Nach dem Machtwechsel in Athen

"Die gleichen Versprechungen, die gleichen Slogans"

Der griechische Präsident Karolos Papoulias (re.) begrüßt Syriza-Chef Alexis Tsipras im Präsidentenpalast in Athen, 26. Januar 2015
Am Ziel: Präsident Karolos Papoulias (re.) begrüßt Syriza-Chef Alexis Tsipras © dpa / Simela Pantzartzi
Heinz A. Richter im Gespräch mit Vladimir Balzer und Axel Rahmlow · 26.01.2015
Mit Alexis Tsipras wird sich nicht viel ändern - das sagt der Griechenland-Kenner Heinz A. Richter. Der renommierte Historiker vergleicht Tsipras mit Papandreaou. Die für Athen so typische Vetternwirtschaft werde auch der Syriza-Chef nicht überwinden.
"Mich erinnert Alexis Tsipras an Andrea Papandreou Anfang der 80er-Jahre. Die gleichen Versprechungen, die gleichen Slogans, und hinterher kam die Pasok raus - und die Pasok war nichts weiter als eine Klientel-Partei in einem gesamt-klientelistischen System."
Zu diesem ernüchternden Urteil kommt der Heidelberger Historiker Heinz A. Richter, ausgewiesener Experte auf dem Gebiet der griechischen und zypriotischen Geschichte des 20. und 21. Jahrhunderts, im Gespräch mit Deutschlandradio Kultur.
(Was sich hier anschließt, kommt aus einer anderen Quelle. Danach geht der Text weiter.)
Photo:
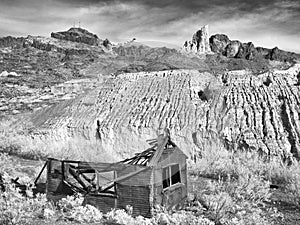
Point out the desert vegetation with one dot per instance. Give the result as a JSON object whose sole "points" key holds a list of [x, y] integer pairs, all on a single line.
{"points": [[224, 188]]}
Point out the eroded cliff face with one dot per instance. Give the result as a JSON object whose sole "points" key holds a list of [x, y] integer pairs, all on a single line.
{"points": [[245, 111]]}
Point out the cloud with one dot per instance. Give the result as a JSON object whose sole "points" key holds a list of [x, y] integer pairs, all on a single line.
{"points": [[265, 22]]}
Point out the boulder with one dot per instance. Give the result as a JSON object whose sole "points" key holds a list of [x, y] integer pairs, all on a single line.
{"points": [[247, 51], [77, 35], [233, 48], [199, 43], [218, 43]]}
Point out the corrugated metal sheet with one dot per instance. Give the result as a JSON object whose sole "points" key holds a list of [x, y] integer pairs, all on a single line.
{"points": [[103, 203], [135, 196]]}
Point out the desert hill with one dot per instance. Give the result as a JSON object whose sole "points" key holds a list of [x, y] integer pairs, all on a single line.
{"points": [[112, 97]]}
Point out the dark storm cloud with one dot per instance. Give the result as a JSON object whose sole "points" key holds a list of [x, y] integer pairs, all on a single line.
{"points": [[265, 22]]}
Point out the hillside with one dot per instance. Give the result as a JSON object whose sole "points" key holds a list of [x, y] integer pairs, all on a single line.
{"points": [[81, 87]]}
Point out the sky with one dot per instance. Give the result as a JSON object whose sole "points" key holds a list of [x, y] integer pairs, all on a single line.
{"points": [[267, 23]]}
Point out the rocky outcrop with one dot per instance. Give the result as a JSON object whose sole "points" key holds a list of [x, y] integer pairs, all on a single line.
{"points": [[199, 43], [15, 42], [218, 43], [77, 35], [221, 44]]}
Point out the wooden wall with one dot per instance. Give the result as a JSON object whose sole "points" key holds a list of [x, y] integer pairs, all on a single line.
{"points": [[135, 196], [175, 194]]}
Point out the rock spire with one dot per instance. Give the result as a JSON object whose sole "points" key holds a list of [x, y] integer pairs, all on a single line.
{"points": [[199, 43]]}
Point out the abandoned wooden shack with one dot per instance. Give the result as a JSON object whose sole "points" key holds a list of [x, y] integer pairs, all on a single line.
{"points": [[156, 176]]}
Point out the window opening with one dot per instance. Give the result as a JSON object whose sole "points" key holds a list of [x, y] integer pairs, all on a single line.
{"points": [[171, 175]]}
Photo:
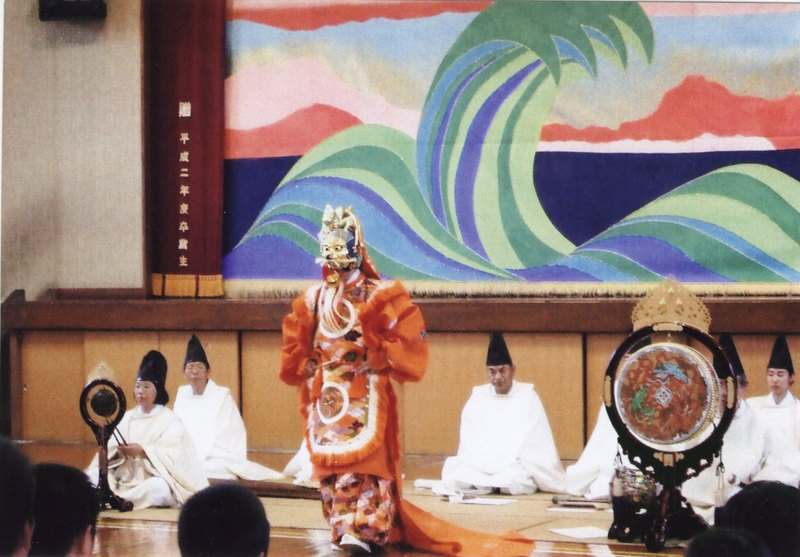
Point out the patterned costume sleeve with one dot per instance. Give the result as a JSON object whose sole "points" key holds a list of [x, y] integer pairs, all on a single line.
{"points": [[394, 334], [298, 334]]}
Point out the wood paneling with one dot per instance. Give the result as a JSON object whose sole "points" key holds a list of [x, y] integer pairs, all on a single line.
{"points": [[52, 380], [433, 405], [269, 406], [243, 343], [544, 315], [554, 364]]}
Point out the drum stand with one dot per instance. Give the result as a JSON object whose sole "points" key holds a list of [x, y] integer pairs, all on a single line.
{"points": [[670, 516]]}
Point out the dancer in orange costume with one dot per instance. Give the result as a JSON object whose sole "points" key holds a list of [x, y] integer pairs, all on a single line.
{"points": [[344, 341]]}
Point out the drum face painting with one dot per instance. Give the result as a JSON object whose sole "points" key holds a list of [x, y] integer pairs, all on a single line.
{"points": [[668, 395]]}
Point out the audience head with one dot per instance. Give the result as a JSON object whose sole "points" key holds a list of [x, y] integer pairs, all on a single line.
{"points": [[769, 509], [66, 511], [727, 542], [780, 372], [499, 366], [153, 370], [195, 366], [17, 491], [223, 519]]}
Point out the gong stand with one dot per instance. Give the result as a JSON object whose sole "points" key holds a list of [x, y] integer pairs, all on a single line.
{"points": [[102, 406], [669, 514]]}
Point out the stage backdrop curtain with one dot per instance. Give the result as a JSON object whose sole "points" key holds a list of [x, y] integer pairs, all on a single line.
{"points": [[184, 65]]}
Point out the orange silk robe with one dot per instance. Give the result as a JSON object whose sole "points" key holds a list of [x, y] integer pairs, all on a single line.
{"points": [[386, 342]]}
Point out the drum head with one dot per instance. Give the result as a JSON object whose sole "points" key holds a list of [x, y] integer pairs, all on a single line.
{"points": [[667, 395]]}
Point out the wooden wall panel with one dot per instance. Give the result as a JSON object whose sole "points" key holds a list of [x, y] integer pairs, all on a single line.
{"points": [[269, 406], [222, 352], [554, 364], [432, 409], [53, 377]]}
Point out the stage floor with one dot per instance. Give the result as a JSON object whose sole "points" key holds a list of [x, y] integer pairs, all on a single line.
{"points": [[298, 529]]}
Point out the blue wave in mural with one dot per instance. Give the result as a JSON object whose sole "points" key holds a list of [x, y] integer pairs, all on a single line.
{"points": [[459, 202]]}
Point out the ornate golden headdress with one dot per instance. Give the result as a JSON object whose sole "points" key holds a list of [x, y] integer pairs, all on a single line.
{"points": [[340, 221], [670, 302]]}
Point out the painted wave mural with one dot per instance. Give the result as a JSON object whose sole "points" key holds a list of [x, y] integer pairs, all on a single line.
{"points": [[464, 200]]}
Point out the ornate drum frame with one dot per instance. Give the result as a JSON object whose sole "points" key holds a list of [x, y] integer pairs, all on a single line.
{"points": [[680, 453]]}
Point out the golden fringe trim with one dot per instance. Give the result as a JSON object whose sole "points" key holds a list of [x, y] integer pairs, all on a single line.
{"points": [[187, 286], [270, 289]]}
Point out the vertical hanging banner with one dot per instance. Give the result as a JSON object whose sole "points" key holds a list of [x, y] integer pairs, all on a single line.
{"points": [[184, 65]]}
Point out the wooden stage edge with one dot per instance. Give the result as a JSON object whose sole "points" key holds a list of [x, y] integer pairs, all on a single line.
{"points": [[122, 310]]}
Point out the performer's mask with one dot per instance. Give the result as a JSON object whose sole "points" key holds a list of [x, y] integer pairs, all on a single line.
{"points": [[337, 249]]}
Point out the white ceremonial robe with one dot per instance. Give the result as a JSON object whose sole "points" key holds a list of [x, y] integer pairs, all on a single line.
{"points": [[505, 443], [751, 451], [784, 416], [300, 467], [217, 430], [168, 474], [591, 474]]}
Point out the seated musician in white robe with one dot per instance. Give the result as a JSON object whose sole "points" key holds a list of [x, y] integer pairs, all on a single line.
{"points": [[591, 475], [752, 450], [213, 421], [780, 408], [506, 444], [152, 461]]}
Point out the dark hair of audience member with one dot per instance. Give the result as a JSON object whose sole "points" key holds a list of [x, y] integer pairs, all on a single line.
{"points": [[223, 519], [66, 505], [769, 509], [727, 542], [17, 490]]}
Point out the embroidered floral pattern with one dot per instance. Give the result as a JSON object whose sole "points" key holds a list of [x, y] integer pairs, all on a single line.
{"points": [[359, 504]]}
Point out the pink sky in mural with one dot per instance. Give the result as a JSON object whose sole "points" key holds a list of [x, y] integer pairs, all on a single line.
{"points": [[691, 117], [299, 84], [696, 107], [715, 8], [305, 14]]}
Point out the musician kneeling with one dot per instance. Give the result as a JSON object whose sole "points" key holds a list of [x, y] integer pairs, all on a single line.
{"points": [[152, 462]]}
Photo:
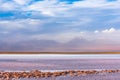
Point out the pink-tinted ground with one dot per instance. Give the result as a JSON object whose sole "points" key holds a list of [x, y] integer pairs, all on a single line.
{"points": [[65, 64]]}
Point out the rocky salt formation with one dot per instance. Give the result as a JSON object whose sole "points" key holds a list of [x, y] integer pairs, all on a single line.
{"points": [[39, 74]]}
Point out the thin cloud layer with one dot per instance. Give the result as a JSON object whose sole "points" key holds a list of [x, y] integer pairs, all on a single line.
{"points": [[59, 25]]}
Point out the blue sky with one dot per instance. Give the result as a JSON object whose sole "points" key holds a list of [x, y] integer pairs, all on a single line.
{"points": [[59, 25]]}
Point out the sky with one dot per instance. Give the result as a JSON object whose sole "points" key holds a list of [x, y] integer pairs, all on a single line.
{"points": [[60, 25]]}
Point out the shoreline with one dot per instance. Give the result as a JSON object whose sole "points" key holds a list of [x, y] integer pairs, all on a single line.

Richter, der lange Jahre selbst in Griechenland gelebt hat, warnt davor, die politische Kultur am Peloponnes mit der in Westeuropa zu vergleichen:"Der westeuropäische Klientelismus so, wie wir ihn kennen, sind die FDP und die Hoteliers. In Griechenland und anderen Balkanstaaten ist es ein komplettes System von oben bis nach unten", sagt Richter.
Willensbildung in griechischen Parteien mit Westeuropa nicht zu vergleichen
Griechische Parteien seien zu vergleichen mit Klientel-Pyramiden, und der Wechsel zwischen den verschiedenen Parteien erfolge durch zwei Dinge:
"Der griechische Wähler stimmt nicht für etwas, er glaubt an keine Theorie, sondern er stimmt gegen jene Partei, die ihm in der vergangenen Legislaturperiode den erwarteten Gefallen nicht getan hat. Das ist Punkt eins. Punkt zwei, und das ist typisch für Syriza: Machtwechsel finden statt, indem Sub-Klientelnetzwerke die eine Pyramide verlassen und in eine andere übertreten."
Das griechische Parteiensystem, so beschreibt es Richter, habe nichts mit der Willensbildung von unten nach oben zu tun, wie man es von westeuropäischen Parteien kenne, sondern man habe "einen Chef plus ein paar Granden" und diese steuerten "diese sogenannten Parteien".
Heinz. A. Richter, Jahrgang 1939, studierte Geschichte, Politikwissenschaft und Anglistik an der Universität Heidelberg. Im Anschluss lebte er etliche Jahre in Griechenland. Von 1991 bis 2003 war er außerplanmäßiger Professor für griechische und zypriotische Zeitgeschichte an der Universität Mannheim. Richter arbeitet ausschließlich zur Geschichte Griechenlands und Zyperns im 20. und beginnenden 21. Jahrhundert.